Courtisé par l’OM, annoncé sur le départ, pressenti pour la Coupe du monde 2026 : Robin Risser aurait pu choisir la gloire ailleurs. Il a choisi Bollaert. Une déclaration d’amour rare, dans un football où la loyauté se négocie au plus offrant.
Il y a des joueurs qui partent sans prévenir. Et il y a Robin Risser, qui annonce qu’il reste — haut et fort, en conférence de presse, les yeux dans les yeux. Dans un mercato estival qui s’annonce agité pour le RC Lens, le gardien de 24 ans a choisi de couper court aux rumeurs avant même que la saison ne soit terminée. Son message, limpide : il n’ira nulle part.
L’OM croyait tenir sa piste. Risser a tranché.
Depuis plusieurs semaines, le nom de Robin Risser circulait avec insistance du côté de Marseille. L’Olympique de Marseille, en quête d’un gardien de haut niveau pour remodeler son secteur défensif, avait coché sa case. Les médias spécialisés relayaient l’intérêt, les rumeurs s’emballaient, et le doute commençait à s’installer dans les tribunes de Bollaert.
Puis Risser a parlé. « Je ne pense pas à autre part. Je suis vraiment focus sur ce beau club. Pour moi, je suis privilégié d’être ici. C’est important d’honorer ce maillot jusqu’à la fin. » Une phrase, et le dossier OM était refermé. Pas de négociation, pas d’ambiguïté stratégique. Une fidélité assumée, presque anachronique dans le paysage footballistique actuel.
Une saison XXL qui change tout
Si les convoitises sont aussi vives, c’est que Risser a tout simplement réalisé l’une des meilleures saisons de Ligue 1 à son poste. Deuxième meilleur pourcentage d’arrêts du championnat derrière Hervé Koffi, auteur de plusieurs matchs décisifs dans la course lensoise aux places européennes, le gardien alsacien s’est imposé comme une valeur sûre du top 5 français. Sous les ordres de Pierre Sage, il a gagné en autorité, en leadership, en présence dans les grands rendez-vous.
Cette montée en puissance n’a pas échappé aux sélectionneurs.
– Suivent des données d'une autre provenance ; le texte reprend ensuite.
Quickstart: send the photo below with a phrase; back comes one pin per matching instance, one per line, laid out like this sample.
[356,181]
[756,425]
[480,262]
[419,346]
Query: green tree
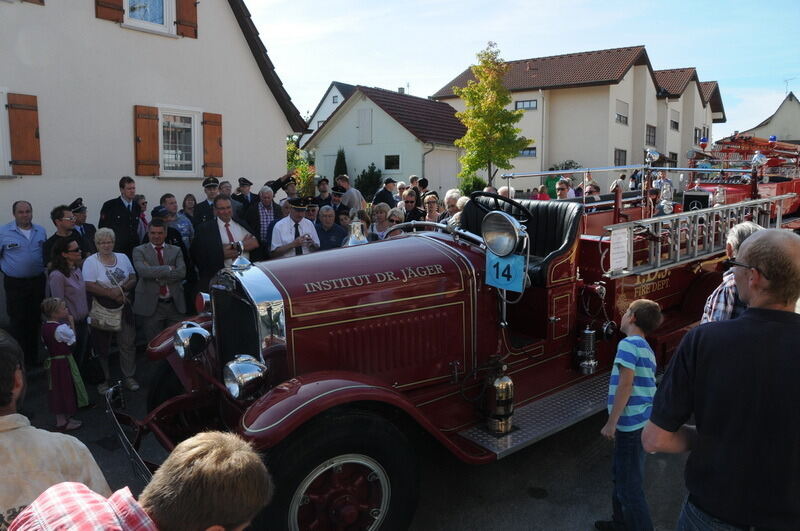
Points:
[340,168]
[492,139]
[470,184]
[369,181]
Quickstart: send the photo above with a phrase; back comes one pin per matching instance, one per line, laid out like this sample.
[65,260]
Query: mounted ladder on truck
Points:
[685,237]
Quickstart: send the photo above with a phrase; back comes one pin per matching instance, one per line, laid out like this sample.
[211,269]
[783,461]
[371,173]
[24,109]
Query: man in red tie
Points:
[161,270]
[219,241]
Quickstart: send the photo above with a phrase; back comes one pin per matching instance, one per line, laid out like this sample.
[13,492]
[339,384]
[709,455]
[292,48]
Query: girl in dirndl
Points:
[67,392]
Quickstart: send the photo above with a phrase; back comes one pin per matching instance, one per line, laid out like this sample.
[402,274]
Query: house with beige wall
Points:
[168,92]
[784,123]
[401,134]
[600,108]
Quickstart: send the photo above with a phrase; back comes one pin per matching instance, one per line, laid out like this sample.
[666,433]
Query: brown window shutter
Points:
[109,10]
[186,18]
[212,145]
[23,125]
[145,121]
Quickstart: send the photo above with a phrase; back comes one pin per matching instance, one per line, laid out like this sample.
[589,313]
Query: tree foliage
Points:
[492,139]
[297,163]
[369,181]
[340,168]
[471,183]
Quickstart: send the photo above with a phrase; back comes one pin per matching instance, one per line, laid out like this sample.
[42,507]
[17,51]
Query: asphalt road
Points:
[562,482]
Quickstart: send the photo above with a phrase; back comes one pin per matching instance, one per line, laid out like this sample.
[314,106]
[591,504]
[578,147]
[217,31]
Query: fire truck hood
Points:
[404,268]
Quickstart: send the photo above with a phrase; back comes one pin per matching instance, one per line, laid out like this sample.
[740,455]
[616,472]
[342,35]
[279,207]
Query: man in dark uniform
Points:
[204,210]
[121,215]
[337,192]
[86,230]
[245,197]
[324,197]
[386,194]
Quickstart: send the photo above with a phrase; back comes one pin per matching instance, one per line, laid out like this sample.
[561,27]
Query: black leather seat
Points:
[552,229]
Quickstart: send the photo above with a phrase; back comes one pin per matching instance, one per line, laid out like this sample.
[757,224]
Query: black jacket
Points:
[253,219]
[384,196]
[202,213]
[206,250]
[123,222]
[87,238]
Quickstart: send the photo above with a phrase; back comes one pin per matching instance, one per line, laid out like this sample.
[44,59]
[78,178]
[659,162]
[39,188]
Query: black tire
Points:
[164,385]
[356,442]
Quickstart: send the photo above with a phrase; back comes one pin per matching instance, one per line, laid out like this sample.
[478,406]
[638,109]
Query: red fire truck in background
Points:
[485,338]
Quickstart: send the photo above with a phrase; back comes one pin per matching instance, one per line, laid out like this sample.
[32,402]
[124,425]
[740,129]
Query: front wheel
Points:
[353,471]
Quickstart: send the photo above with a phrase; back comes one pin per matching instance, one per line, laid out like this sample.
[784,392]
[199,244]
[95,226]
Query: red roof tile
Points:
[428,120]
[672,83]
[599,67]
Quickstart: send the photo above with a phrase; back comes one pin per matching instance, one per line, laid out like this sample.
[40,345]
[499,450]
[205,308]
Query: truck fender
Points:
[287,406]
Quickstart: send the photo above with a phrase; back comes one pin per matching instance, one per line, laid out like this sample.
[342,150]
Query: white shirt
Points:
[283,233]
[96,271]
[238,232]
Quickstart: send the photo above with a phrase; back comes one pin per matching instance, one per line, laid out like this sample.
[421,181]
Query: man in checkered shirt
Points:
[724,302]
[191,490]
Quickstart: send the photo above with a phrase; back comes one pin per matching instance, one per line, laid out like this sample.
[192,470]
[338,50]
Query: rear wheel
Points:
[354,471]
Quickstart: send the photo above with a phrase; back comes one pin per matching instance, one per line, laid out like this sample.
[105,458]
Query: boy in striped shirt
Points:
[630,400]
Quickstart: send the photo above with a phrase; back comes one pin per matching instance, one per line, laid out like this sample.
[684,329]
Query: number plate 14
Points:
[506,272]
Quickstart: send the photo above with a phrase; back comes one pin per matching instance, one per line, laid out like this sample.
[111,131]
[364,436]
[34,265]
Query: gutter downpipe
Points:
[541,137]
[433,146]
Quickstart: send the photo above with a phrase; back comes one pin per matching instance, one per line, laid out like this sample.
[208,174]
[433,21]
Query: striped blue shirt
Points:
[634,353]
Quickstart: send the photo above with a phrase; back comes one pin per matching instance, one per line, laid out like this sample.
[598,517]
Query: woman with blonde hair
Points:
[109,278]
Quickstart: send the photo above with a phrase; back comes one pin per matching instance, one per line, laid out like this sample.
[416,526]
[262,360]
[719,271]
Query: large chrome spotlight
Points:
[244,377]
[502,233]
[190,340]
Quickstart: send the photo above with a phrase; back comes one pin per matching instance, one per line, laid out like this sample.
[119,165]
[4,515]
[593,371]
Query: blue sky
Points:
[749,49]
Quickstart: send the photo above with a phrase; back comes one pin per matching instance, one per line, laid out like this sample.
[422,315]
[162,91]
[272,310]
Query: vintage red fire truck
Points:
[338,365]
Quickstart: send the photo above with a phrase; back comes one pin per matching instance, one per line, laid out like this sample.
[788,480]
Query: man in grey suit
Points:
[159,293]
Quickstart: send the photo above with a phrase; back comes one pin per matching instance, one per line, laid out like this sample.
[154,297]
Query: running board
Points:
[545,416]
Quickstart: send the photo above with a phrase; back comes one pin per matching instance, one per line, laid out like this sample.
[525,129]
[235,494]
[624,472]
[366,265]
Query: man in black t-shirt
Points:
[739,379]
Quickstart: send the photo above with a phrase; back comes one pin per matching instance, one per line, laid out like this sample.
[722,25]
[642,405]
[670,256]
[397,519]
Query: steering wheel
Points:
[523,216]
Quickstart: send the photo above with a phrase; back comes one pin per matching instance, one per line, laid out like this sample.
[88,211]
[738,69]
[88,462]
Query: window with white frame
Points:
[391,162]
[674,120]
[156,15]
[650,135]
[526,105]
[622,112]
[181,141]
[5,137]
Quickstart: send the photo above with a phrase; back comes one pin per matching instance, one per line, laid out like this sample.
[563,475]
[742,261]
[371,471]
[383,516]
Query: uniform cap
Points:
[77,206]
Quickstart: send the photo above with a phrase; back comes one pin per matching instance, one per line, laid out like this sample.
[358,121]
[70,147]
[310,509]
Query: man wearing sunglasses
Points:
[724,302]
[64,220]
[738,378]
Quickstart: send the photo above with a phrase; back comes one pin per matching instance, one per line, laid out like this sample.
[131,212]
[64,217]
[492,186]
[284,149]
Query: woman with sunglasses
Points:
[65,281]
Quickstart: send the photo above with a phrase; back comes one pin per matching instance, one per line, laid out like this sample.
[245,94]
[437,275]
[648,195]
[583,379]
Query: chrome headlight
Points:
[501,233]
[190,339]
[244,377]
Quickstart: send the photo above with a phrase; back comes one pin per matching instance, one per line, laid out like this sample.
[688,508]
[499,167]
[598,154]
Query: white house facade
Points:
[334,96]
[402,135]
[167,92]
[599,108]
[784,123]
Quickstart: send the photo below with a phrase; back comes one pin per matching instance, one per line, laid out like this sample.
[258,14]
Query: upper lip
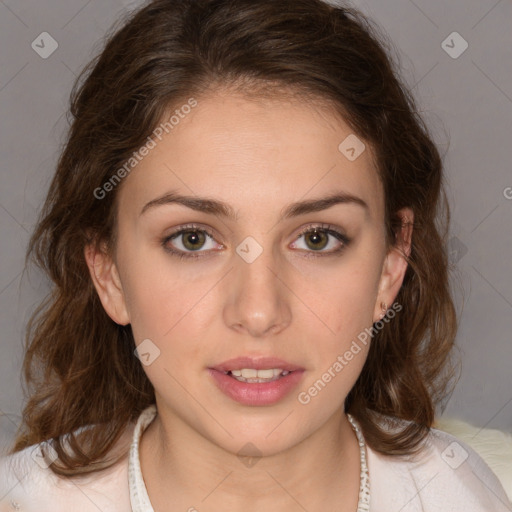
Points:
[258,363]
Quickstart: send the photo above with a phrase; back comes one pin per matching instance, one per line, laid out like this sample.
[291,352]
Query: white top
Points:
[449,476]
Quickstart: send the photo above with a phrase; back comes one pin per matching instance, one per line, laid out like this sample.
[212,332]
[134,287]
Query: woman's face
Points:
[250,279]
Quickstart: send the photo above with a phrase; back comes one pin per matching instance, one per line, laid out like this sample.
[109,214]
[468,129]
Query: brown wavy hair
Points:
[79,366]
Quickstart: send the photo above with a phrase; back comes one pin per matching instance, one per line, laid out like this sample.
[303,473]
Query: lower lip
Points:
[257,393]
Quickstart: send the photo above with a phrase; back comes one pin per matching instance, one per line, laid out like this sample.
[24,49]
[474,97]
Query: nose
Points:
[257,301]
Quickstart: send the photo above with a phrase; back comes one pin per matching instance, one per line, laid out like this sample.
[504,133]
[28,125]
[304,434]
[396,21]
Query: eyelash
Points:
[325,228]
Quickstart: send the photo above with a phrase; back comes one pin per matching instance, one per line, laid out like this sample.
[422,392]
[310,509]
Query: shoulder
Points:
[446,475]
[27,484]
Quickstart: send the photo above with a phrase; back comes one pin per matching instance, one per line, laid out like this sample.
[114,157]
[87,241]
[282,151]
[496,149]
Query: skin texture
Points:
[258,156]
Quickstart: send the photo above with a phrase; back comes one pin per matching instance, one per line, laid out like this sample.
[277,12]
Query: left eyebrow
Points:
[216,207]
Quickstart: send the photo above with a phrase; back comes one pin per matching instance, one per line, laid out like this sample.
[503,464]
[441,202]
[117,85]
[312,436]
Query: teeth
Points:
[253,375]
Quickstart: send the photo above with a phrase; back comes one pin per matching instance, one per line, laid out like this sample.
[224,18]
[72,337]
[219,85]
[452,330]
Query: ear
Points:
[106,280]
[395,264]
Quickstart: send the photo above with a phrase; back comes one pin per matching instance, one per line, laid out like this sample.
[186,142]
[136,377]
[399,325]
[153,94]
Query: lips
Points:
[256,393]
[261,363]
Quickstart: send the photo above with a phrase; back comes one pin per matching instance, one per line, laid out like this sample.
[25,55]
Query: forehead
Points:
[253,153]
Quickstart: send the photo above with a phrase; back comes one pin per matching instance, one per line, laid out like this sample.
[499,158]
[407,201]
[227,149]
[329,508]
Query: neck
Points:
[182,467]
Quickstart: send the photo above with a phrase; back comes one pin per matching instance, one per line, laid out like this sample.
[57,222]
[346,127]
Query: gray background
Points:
[467,102]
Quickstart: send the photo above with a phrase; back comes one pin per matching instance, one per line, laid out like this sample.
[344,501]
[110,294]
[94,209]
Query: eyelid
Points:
[327,228]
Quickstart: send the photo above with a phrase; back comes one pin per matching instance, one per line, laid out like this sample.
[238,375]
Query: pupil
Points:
[316,238]
[192,239]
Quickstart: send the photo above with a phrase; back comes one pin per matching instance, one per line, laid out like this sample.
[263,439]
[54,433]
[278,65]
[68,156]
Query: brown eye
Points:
[193,240]
[317,239]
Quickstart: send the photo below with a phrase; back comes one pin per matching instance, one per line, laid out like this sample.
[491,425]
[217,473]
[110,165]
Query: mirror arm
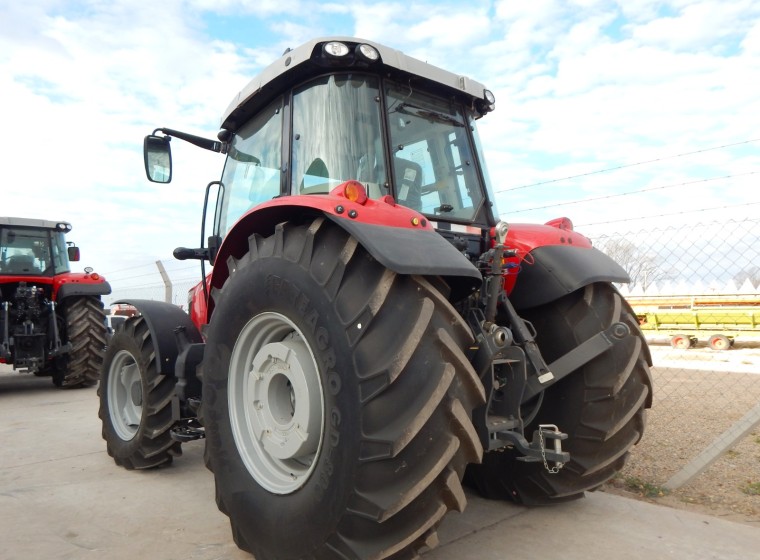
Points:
[205,143]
Plusieurs observateurs le placent désormais parmi les profils susceptibles d’intégrer le groupe de l’équipe de France à l’horizon de la Coupe du monde 2026. Un horizon qui rend d’autant plus surprenant — et admirable — son refus de rejoindre un club au rayonnement plus immédiat.
« L’année prochaine, de belles choses nous attendent »
Ce qui ressort de ses prises de parole, c’est une conviction profonde dans le projet lensois. « Je pense que je ne suis pas arrivé à la fin de mon aventure ici. Surtout que là, on a une magnifique fin de saison qui nous attend », a-t-il glissé, avant d’ajouter : « L’année prochaine, je pense qu’il y a aussi, je nous le souhaite, si on fait bien les choses, de belles choses qui nous attendent. »
Ces mots ne sont pas ceux d’un joueur qui se résigne. Ce sont ceux d’un gardien qui croit en quelque chose. Avec une qualification en Ligue des Champions qui se dessine au classement, Risser perçoit Lens non pas comme une étape, mais comme un tremplin qu’il entend vivre pleinement — maillot sur le dos, pas dans une valise.
Un socle mental pour Pierre Sage
Pour le staff lensois, cette déclaration a la valeur d’un signal fort. Dans un vestiaire qui va connaître plusieurs départs sensibles cet été — Wesley Saïd vers le Qatar, des incertitudes autour de Malang Sarr, de Saud Abdulhamid ou d’Adrien Thomasson — savoir que le dernier rempart est ancré, serein et engagé change la donne. Un gardien qui reste, c’est une colonne vertébrale qui tient. Et à Bollaert, les colonnes vertébrales, ça compte.
Robin Risser aurait pu partir. Il a choisi de construire. Dans le football d’aujourd’hui, c’est presque un acte de résistance.